Czy jesteśmy w stanie wyobrazić sobie taką „przerwę na oddech"? Raczej nie


Ale poza podejrzeniami o rywalizacją, ten apel o moratorium rodzi prawdziwe pytania.


Czy jesteśmy w stanie wyobrazić sobie taką „przerwę"? Wydaje się to mało prawdopodobne co najmniej z trzech powodów: 


Po pierwsze ze względu na rywalizację, która szaleje między gigantami z Doliny Krzemowej. Za dużo kasy jest teraz w grze. Kto zwolni, ten może wypaść z gry. Oprócz tego, sztuczna inteligencja to cała galaktyka narzędzi, które można wykorzystać zarówno do najgorszych, jak i najlepszych celów. Inaczej mówiąc „przerwa", o którą proszą autorzy listu, mogłaby uniemożliwić również postępy, zwłaszcza w zakresie zdrowia, edukacji i przemian ekologicznych.


Po drugie, ze względu na rywalizację na arenie międzynarodowej. Czy w obecnym klimacie możliwe jest porozumienie Amerykanów i Chińczyków w sprawie zasad działania SI, skoro Waszyngton prowadzi prawie otwartą wojnę technologiczną z Pekinem? Ostatnim widocznym rozdziałem tej rywalizacji jest próba wyeliminowania  TikToka w USA i w Europie.


Po trzecie, jeśli Zachód zastosuje moratorium, Chińczycy na pewno będą starali się to wykorzystać na swoją korzyść, co doprowadzi do rezultatu kompletnie przeciwnego do zamierzonego, w szczególności w zakresie militarnym i propagandowym. 


Co będzie z setkami milionów ludzkich specjalistów, których zastąpi SI?


Warto jednak zastanowić się nad postawionymi pytaniami. 

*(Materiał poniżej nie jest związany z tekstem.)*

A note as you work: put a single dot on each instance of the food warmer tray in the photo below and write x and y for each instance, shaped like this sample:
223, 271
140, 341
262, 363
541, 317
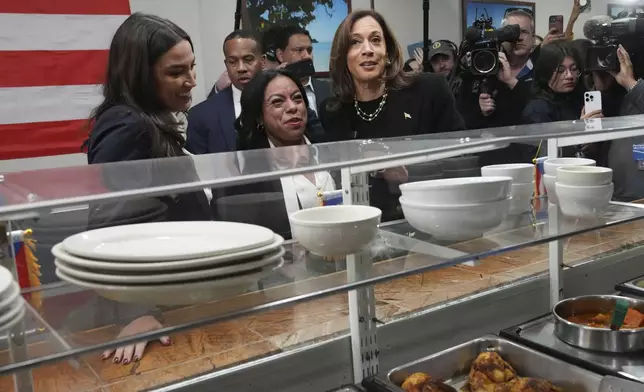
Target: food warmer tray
453, 365
632, 288
539, 334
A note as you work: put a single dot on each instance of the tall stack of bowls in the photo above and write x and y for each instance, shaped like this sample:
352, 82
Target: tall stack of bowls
584, 191
456, 209
522, 175
550, 172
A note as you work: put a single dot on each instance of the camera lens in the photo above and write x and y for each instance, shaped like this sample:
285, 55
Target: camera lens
484, 61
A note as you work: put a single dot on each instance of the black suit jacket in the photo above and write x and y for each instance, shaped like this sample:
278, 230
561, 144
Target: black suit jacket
211, 125
119, 136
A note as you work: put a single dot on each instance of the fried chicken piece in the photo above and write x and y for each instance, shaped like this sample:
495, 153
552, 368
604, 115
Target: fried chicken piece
530, 385
488, 371
416, 382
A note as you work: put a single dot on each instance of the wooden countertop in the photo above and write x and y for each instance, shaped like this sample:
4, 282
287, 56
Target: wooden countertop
224, 344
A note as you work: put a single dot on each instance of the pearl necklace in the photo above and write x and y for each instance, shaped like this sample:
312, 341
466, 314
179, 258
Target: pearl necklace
369, 117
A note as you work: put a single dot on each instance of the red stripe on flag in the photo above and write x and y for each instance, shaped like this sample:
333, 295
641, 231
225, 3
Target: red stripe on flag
42, 139
74, 7
52, 68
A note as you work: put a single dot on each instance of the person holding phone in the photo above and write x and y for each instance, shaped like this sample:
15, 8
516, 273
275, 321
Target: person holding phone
293, 45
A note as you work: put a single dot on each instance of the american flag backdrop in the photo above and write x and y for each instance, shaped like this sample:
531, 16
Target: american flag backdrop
53, 56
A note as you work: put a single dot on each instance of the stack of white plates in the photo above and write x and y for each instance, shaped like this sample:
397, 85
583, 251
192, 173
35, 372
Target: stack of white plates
12, 306
169, 263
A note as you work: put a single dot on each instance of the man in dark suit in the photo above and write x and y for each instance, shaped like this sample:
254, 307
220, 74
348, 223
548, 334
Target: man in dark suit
295, 44
211, 123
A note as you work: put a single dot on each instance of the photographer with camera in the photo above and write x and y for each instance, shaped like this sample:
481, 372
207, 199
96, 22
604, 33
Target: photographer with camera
616, 63
495, 77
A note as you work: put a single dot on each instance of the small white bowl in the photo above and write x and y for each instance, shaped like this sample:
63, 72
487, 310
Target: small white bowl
335, 230
521, 173
584, 175
453, 191
455, 222
549, 182
550, 165
584, 201
521, 198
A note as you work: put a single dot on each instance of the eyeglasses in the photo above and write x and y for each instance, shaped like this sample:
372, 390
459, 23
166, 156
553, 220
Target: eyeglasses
574, 71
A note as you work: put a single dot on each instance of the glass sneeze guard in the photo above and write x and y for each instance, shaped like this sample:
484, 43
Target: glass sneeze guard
399, 251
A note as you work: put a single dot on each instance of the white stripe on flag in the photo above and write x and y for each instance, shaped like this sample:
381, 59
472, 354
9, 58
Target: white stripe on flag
39, 104
57, 32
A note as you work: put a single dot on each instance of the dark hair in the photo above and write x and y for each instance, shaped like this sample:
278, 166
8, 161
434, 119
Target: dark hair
286, 33
252, 105
136, 47
580, 46
244, 34
407, 67
269, 41
341, 79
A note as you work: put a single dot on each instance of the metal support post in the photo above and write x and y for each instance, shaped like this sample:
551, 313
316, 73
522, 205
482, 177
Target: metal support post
555, 248
23, 381
362, 303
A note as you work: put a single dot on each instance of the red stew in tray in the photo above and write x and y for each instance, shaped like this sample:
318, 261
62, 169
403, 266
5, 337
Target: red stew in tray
634, 319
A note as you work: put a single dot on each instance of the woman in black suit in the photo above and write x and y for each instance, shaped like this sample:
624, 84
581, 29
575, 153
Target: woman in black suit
375, 98
274, 114
150, 76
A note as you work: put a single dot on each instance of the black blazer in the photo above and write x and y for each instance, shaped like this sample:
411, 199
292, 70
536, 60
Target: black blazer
211, 125
426, 106
119, 136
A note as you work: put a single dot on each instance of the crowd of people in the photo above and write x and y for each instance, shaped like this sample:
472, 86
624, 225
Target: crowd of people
372, 93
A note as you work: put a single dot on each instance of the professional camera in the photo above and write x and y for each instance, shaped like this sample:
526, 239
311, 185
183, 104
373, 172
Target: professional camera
482, 44
608, 34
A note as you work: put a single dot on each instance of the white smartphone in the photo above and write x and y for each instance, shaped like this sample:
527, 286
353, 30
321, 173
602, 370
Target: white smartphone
592, 101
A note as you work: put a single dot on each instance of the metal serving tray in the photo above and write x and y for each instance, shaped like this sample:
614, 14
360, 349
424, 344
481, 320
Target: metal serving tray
453, 365
631, 287
539, 334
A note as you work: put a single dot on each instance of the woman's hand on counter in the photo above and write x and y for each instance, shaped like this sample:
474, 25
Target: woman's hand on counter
134, 352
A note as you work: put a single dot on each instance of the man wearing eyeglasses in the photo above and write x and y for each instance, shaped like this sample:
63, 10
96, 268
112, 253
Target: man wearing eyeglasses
501, 103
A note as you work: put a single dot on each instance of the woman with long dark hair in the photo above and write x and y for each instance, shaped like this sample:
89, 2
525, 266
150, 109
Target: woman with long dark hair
375, 98
274, 114
150, 76
558, 90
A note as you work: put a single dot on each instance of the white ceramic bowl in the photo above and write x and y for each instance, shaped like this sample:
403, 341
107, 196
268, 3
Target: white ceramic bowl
521, 198
584, 175
584, 201
472, 172
549, 182
335, 230
455, 222
521, 173
550, 165
453, 191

Przede wszystkim nad pytaniami dotyczącymi zatrudnienia. Obawa o przyszłość rynku pracy, jaką widać u sygnatariuszy tego apelu pokazuje, że są świadomi faktu, iż obecne modele zarządzania są skostniałe i niewydolne, i że trzeba zbudować nowe modele zarządzania, wspierane przez technologię, nad którą ludzie będą mieli kontrolę.


Co będzie z setkami milionów ludzkich specjalistów, których, wg Deloitte, zastąpi SI? Fryzjerki, kucharze i elektrycy mogą spać spokojnie. Sztuczna inteligencja nie zastąpi ich w najbliższej przyszłości. Ale jeśli masz dyplom szkoły wyższej, chatGPT przyjdzie najpierw po Twoją pracę.


Ale możemy też dostrzec potencjał w zakresie dezinformacji - krążące w tej chwili wygenerowane przez AI zdjęcia, na przykład papieża w puchowej kurtce, są bardziej realne niż życie. Albo w kategoriach militarnych, przy zagrożeniu bronią autonomiczną, gdzie SI sama podejmie decyzję o celu i zabije. Amerykanie twierdzą, że nie będą rozwijać takiej broni, chyba że... zrobią to ich wrogowie!


Podsumowanie


Podsumowując, oczywiście, z tych wszystkich powodów warto nacisnąć na przycisk „moratorium", ale czy kilka miesięcy wystarczy, bo ogarnąć, mówiąc kolokwialnie,  gigantyczny obszar sztucznej inteligencji? 


I wreszcie, last but not least, czy nasza ludzka inteligencja jest na tyle rozsądna, by narzucić sobie takie ograniczenie?